Seventh Amendment: Americans must have the right to buy solar electricity from our utilities. Consumers have no choice but to buy power from utilities. Although recently some utilities have started to listen to the 92 percent of Americans who want them to prioritize a kilowatt of power drawn from the sun over any other energy source. We have a long way to go. Therefore, for any renewable portfolio standard to be effective, at either the federal or state level, it must contain a large carve out for all solar energy technologies.


Eighth Amendment: Consumers have the right, and should expect, the highest ethical treatment from the solar industry. From minimizing our impact on the environment to providing systems that work better than advertized to ensuring that we accurately communicate how incentives work for consumers, our industry must operate at a higher ethical standard than any other. We will not stand for those who cheat, lie and take advantage of the good name of solar energy.

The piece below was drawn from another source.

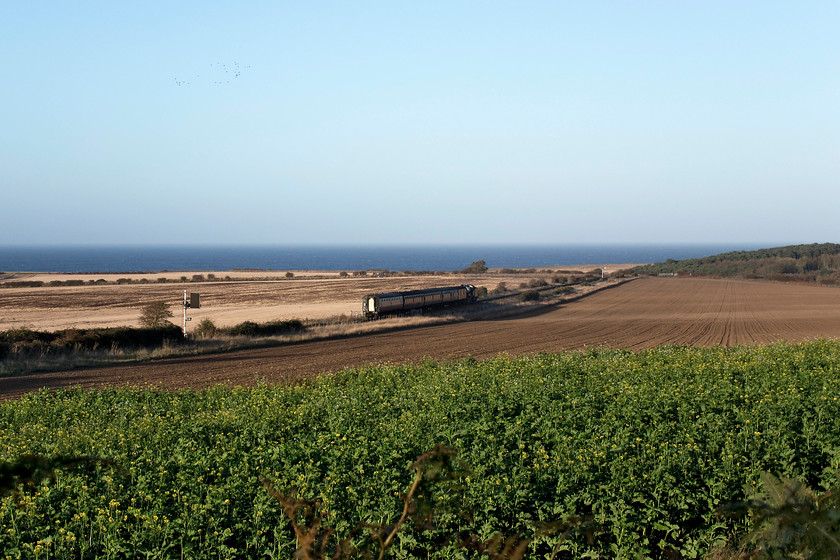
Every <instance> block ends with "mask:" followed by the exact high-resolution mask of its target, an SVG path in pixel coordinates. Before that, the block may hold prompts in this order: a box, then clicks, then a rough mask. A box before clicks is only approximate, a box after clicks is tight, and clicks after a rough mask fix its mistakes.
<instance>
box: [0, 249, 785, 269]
mask: <svg viewBox="0 0 840 560" xmlns="http://www.w3.org/2000/svg"><path fill="white" fill-rule="evenodd" d="M768 246H775V245H765V246H760V245H744V244H728V245H727V244H661V245H638V244H637V245H630V244H628V245H606V244H605V245H581V244H577V245H572V244H569V245H405V246H396V245H387V246H383V245H380V246H377V245H360V246H324V245H319V246H256V245H250V246H32V247H23V246H11V247H0V271H3V272H65V273H120V272H141V271H148V272H163V271H225V270H267V271H268V270H272V271H274V270H332V271H341V270H346V271H354V270H393V271H406V270H413V271H451V270H461V269H463V268H466V267H468V266H469V265H470V264H471V263H472V262H474V261H478V260H483V261H485V263H486V265H487V266H488V267H491V268H493V267H507V268H532V267H533V268H543V267H545V268H551V267H562V266H566V265H575V264H580V265H583V264H617V263H656V262H664V261H666V260H668V259H674V260H682V259H689V258H698V257H707V256H711V255H716V254H719V253H725V252H729V251H750V250H755V249H760V248H763V247H768Z"/></svg>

We declare these rights not on behalf of our companies, but on behalf of our customers and our country. We seek no more than the freedom to compete on equal terms and no more than the liberty for consumers to choose the energy source they think best. These rights, like those on which country was founded, are a simple matter of common-sense. In fact, you might even call them "self-evident."

But that doesn't mean they're self-evident in the halls of power, especially when our opponents are pumping as much haze into the energy debate as they are into the environment.